Deporting Abu Qatada to Jordan was the easy option. After all, the man said to be Osama bin Laden's right-hand man in Britain had already been convicted in Amman, in absentia, for his involvement in a plot to target American and Israeli tourists. With deportation facing legal obstacles in the form of a European Court of Human Rights ruling, the most pertinent questions focus on why a trial cannot go ahead in the UK.

There is certainly a prima facie case against Mr Qatada. Videos of him delivering hate sermons were found in the flat of one of the 9/11 bombers. He appeared on the BBC's Panorama programme in 2001 justifying suicide attacks. In 1995, he ruled it was Islamically lawful to kill the wives and children of apostates who had rejected Islam. His religious rulings were taken seriously by his followers: at least two convicted terrorists – shoe-bomber Richard Reid and Zacarias Moussaoui – sought advice from him. Time and again, his theology has legitimised acts of violence.

Britain has anti-terrorism laws covering a wide range of offences, including incitement. The 2000 Terrorism Act made it a specific offence to incite terrorism overseas. If the intelligence against Mr Qatada is convincing enough to hold him in prison on and off for 10 years, why can some of it not be converted into evidence that a court would find convincing?

In fact, in 2007, the Special Immigration Appeals Commission found that Mr Qatada had "given advice to many terrorist groups and individuals", concluding that the reach and the depth of his influence was "formidable, even incalculable". But the repeated claim from the Government is that Mr Qatada cannot be tried because of security service concerns.

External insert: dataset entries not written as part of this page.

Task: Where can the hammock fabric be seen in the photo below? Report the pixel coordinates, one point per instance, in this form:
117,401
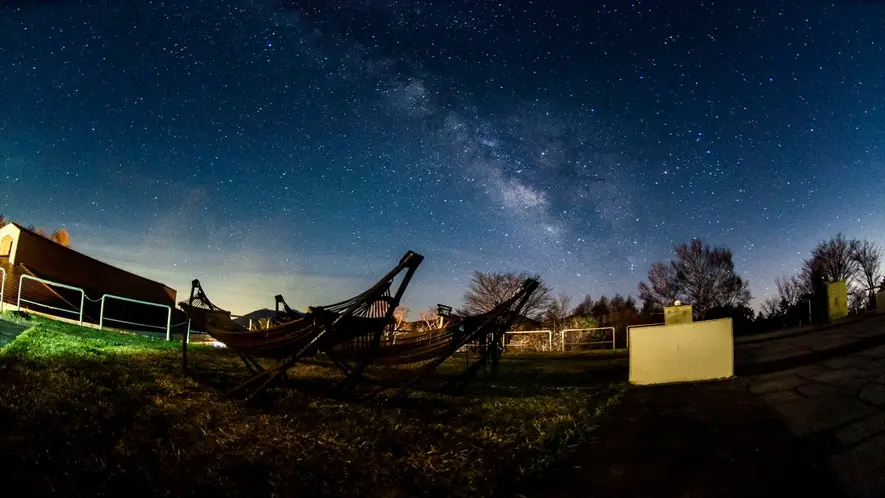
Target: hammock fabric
400,361
321,328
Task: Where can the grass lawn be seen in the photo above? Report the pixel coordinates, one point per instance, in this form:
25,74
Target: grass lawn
89,413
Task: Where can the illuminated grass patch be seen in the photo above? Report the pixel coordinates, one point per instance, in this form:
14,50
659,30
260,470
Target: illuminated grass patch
94,413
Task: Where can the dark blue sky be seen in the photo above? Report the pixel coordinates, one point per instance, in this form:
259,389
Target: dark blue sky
301,147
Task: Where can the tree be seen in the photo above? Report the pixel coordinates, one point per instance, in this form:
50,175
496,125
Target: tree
400,317
663,288
789,291
833,259
585,307
600,310
487,290
701,275
771,307
559,309
61,236
868,258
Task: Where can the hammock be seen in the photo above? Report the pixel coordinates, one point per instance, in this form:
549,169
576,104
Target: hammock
400,361
286,314
321,328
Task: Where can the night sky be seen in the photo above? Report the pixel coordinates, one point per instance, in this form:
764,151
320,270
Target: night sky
301,147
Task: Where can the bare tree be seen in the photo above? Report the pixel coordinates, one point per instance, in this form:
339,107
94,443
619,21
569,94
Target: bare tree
487,290
663,287
868,258
559,310
833,259
701,275
585,307
771,307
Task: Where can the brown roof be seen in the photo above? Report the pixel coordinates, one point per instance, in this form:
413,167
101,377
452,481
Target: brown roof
65,248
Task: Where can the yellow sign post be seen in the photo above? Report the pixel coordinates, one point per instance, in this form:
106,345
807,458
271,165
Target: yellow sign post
837,300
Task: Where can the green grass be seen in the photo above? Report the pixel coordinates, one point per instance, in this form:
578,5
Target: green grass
91,413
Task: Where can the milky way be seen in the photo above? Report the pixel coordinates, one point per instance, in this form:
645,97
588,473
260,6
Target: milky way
301,147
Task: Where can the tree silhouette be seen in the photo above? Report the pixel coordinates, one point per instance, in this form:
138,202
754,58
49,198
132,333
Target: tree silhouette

When the same arguments were employed in 2010, at the inquest into the victims of the 7/7 London Transport bombings, they were – rightly – overridden by the coroner. The current situation, with the only option in default of a trial to release Mr Qatada on bail, is undesirable. More must be done to establish a charge of soliciting to commit murder. The sensitivities of the security services are outweighed by the need for a trial.